Pep’s biggest and notable defeats are when they’ve lost that control. To Liverpool in the Champions League in 2018, or to Spurs in the CL in 2019. Madrid just last week was set up by the anarchy of the first leg. But those come in the Champions League, where each round is its own contained thing. And the teams get better and better as you go on, and the better teams can break through the maniacal devotion to control that Pep seeks (and often has).
Over a league season, the breakthroughs against City are far less frequent, and keep them metronomically picking up three points at a time. Brighton and Newcastle aren’t going to be able to cause the chaos that Pep loathes. And even if they occasionally do, the next five opponents won’t.
Jürgen Klopp, on the other hand, doesn’t mind chaos and strangeness. Liverpool exert almost as much control as City do, but simply accept that counterattacks and chances are going to be a byproduct of their borderline-death wish on getting everyone forward. Klopp figures he has Virgil van Dijk, Joël Matip, and Alisson back there to snuff out any danger. And for the most part, they do.
But when chasing the other best team in Europe, the margins are so thin. And when Liverpool have dropped points this season–Spurs twice, Chelsea twice, Leicester, West Ham, and City twice–it’s mostly been because their individual brilliance in defense couldn’t be perfect on that day. City outplayed them twice, and Chelsea at Anfield were reduced to ten men and just had to bunker in. But the other results were Liverpool getting caught on the counters they are so happy to concede in pursuit of offense.
The draw on Saturday to Spurs was easy to see coming, because Tottenham have been at their best when conceding the ball and then countering through perhaps the most lethal counter attacking force around, Harry Kane and Heung-min Son. While Liverpool will settle for being hit on the counter, Spurs are one of the few teams on the planet who can say they have an equal amount of talent in their attack as Liverpool do in defense, especially in space. It was perhaps folly to think Liverpool could hold out against such an imposing force.

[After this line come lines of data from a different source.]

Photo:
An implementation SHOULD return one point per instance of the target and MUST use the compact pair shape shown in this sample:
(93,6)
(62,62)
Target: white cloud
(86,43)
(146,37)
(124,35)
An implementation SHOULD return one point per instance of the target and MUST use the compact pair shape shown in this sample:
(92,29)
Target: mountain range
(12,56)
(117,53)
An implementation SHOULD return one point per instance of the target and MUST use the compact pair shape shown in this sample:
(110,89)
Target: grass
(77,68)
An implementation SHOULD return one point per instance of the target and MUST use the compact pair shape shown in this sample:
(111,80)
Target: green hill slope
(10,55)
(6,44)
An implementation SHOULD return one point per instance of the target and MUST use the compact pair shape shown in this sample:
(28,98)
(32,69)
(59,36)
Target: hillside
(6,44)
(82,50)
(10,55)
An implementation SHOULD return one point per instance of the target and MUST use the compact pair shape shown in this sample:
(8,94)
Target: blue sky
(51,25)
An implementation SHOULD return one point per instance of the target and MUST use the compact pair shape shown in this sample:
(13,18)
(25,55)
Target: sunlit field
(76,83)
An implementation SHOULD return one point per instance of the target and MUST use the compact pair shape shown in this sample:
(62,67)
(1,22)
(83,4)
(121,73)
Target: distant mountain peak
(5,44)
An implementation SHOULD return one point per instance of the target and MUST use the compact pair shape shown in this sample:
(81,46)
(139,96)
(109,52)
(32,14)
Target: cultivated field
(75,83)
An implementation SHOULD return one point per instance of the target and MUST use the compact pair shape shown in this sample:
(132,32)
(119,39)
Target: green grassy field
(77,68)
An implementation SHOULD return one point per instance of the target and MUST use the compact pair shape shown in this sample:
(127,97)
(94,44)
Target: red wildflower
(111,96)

This isn’t the same problem for them in Europe, because so few teams can out-chaos them. They lost control of the first half of the second leg against Villareal. Or the second half of the second leg against Benfica. Or the whole second leg against Inter. It didn’t matter, because they’d either so decisively won the first leg (Inter and Benfica) or could live longer in the chaos (Villareal). Ask Barcelona about it.
Liverpool have been even more happy to lose control this season, as when they have possession they’ve been happy to let their right sided midfielder (usually Jordan Henderson) overlap Trent Alexander-Arnold out wide to bring the fullback more infield to open up his options. But it deprives them of one more midfielder to blunt counters before they start, and Fabinho at the base of midfield isn’t all that quick even if he reads the game tremendously well.
City and Guardiola opted for systematic control, whereas Liverpool have depended on individual excellence. It’s the only way the latter’s system will work. They couldn’t be as kamikaze with their high line and press if they didn’t have Virgil van Dijk. In fact, the title race could come down to Ibrahima Konaté starting on Saturday instead of Matip, and failing to step up to Kane before Kane created Spurs’s goal. It is a tiny margin, and Konaté has mostly been great this season, butut that’s how close these teams are.
In City’s world, counters are a bug. In Liverpool’s they are a feature. Both work, but City’s work a little better, and that’s why they’ll likely be champions again.